Thursday, December 13, 2007

Bah Humbug!

I feel somewhat torn. On one hand I am glad that a company like the RSC is willing to work with someone like Anthony Neilson, to do something a bit daring, a bit experimental, to take a chance on a more collaborative – and initially script-less – way of working. (Brian Logan goes into the details of the creative process on his GU blog).

But then I get to the show itself, the finished product, God In Ruins, which I saw last night at Soho Theatre with my friend Juice, and my enthusiasm wavers. I just didn’t think it was all that good. It didn’t even seem like a brave failure, more a muddle of ideas, many of which I’d seen better executed elsewhere. While Neilson’s previous work, The Wonderful World Of Dissocia managed to be compelling and infuriating in equal measure, this new one was – cardinal sin in Neilson’s book – kind of on the dull side: there was something rather tired and lifeless about the play, beneath all the swearing and shouting.

It starts with a mildly amusing prologue in which Ebenezer Scrooge, now fully redeemed after his encounter with his three ghosts, turns out to be just as insufferable in his new perky and life-loving incarnation as his old bah-humbug self. This did make me chuckle a little, but it was essentially one joke, and a rather over stretched one.

The play then jumps forward to the present and we meet Brian, a divorced, alcoholic reality TV producer. Having been rude to his ex-wife and failed to tip a pizza delivery man, he has his own Scrooge moment when he is visited by the white-suited ghost of dead dad, there to help him reconnect with his estranged daughter. Even at this early point in the evening there’s a seen-it-before feel to the set up: a heartless TV exec forced to confront his mortality, wasn’t that Scrooged? Even his reality shows have a ring of the familiar to them, like Chimp Monastery – Monkey Tennis, anyone?

There’s also an internet porn sequence that reminded me of Closer, even more so when the truth behind it is revealed, and a not–quite-as-funny-as-it-could-have-been interlude where two small boys discuss the fact that Santa is actually dead and it’s their parents that really buy the presents, which features liberal use of the underused put down ‘pooh head.’

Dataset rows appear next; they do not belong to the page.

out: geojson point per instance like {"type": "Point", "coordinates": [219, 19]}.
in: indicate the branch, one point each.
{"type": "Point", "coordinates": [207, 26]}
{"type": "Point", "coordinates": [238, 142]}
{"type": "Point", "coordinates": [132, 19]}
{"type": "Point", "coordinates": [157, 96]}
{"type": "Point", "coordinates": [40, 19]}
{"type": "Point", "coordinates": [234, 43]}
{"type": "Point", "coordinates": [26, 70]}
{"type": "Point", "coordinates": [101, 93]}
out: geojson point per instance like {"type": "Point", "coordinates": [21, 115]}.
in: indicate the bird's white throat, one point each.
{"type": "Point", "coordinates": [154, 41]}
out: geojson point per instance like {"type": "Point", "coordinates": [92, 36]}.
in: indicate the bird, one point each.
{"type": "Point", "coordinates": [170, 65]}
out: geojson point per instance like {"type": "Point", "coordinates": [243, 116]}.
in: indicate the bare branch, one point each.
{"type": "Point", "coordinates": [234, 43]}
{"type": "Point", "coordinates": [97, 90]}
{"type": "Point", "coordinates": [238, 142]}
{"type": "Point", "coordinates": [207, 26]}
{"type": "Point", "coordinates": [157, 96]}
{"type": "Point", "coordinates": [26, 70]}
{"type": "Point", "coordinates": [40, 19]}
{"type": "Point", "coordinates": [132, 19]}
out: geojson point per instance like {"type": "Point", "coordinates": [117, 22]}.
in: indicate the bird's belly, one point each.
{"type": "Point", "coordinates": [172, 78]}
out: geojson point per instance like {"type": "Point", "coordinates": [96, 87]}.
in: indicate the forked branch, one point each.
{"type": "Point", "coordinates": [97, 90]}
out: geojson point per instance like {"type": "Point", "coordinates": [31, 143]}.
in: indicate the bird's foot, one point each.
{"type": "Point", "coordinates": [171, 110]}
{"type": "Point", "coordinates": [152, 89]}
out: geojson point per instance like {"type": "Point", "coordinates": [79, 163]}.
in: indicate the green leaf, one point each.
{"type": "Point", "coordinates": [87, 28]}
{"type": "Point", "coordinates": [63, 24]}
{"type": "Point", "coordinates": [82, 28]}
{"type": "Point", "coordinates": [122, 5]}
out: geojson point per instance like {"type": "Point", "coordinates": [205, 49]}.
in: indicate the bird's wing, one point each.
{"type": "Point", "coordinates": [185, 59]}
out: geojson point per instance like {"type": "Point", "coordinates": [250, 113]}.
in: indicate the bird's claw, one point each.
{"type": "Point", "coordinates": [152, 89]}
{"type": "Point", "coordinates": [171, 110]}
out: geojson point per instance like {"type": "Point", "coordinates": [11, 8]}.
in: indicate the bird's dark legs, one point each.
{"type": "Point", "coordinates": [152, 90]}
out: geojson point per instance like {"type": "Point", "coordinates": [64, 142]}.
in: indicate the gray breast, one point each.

This is followed by a bizarrely studenty, post-modern moment when the characters become aware that they are in a theatre and that they are being watched by an audience. A further layer of artifice is then peeled away as a ‘real’ homeless man bursts into the auditorium and interrupts proceedings, claiming to be an ex-soldier, just back, oddly, from Iran. If this was meant to indicate a slightly futuristic setting, it passed me by – I was too busy wondering why Scrooge from the opening sequence had popped up to help Brian on his way; was he a ghost? A drunken hallucination? Did it even matter?

To be fair, there were a handful of good gags, but most of the laughter I could hear was of the uneasy ‘this is supposed to be a funny bit, right?’ type – forced and awkward. As a whole, the production often seemed to be striving incredibly hard to be anarchic, and coming nowhere near. Brian, eventually finds his daughter, in Second Life, but as Juice pointed out to me in the bar afterwards, he was actually desperate to get in touch with her at the start and was only unable to because he was pissed out of his head, so it’s not much of a redemption. Though there’s also a suggestion that Brian’s unhappiness might be down to some latent homosexuality on his part.

I don’t know, I hate to tip a bagful of negative over a work that takes risks, that tries something different, but none of the disparate elements of this show seemed to fit well with one another and, on top of that, there was a sense of over-confidence to the thing – a touch of swagger about it – that I found very off-putting.

2 comments:

Andrew Field said...

I thought I saw you there... mmm, wasn't very good was it?

Had it's moments though I thought, in a grimy, seedy kind of a way.

And that was my high-pitched cackle on the line 'mong about the house'. I'm a bad man.

Interval Drinks said...

Ah, sorry I missed you.

Yes, I suppose it had one or two moments. I’ll admit that I did laugh at the Guantanamo Gay joke and the quite liked the coke snorting Christmas carollers, but both myself and my friend, who’d come along because he had enjoyed The Wonderful World Of Dissocia, were left cold by most of it.

A real let down. While Dissocia managed to anger and entertain me at the same time, this was just a mess - and a tedious mess at that.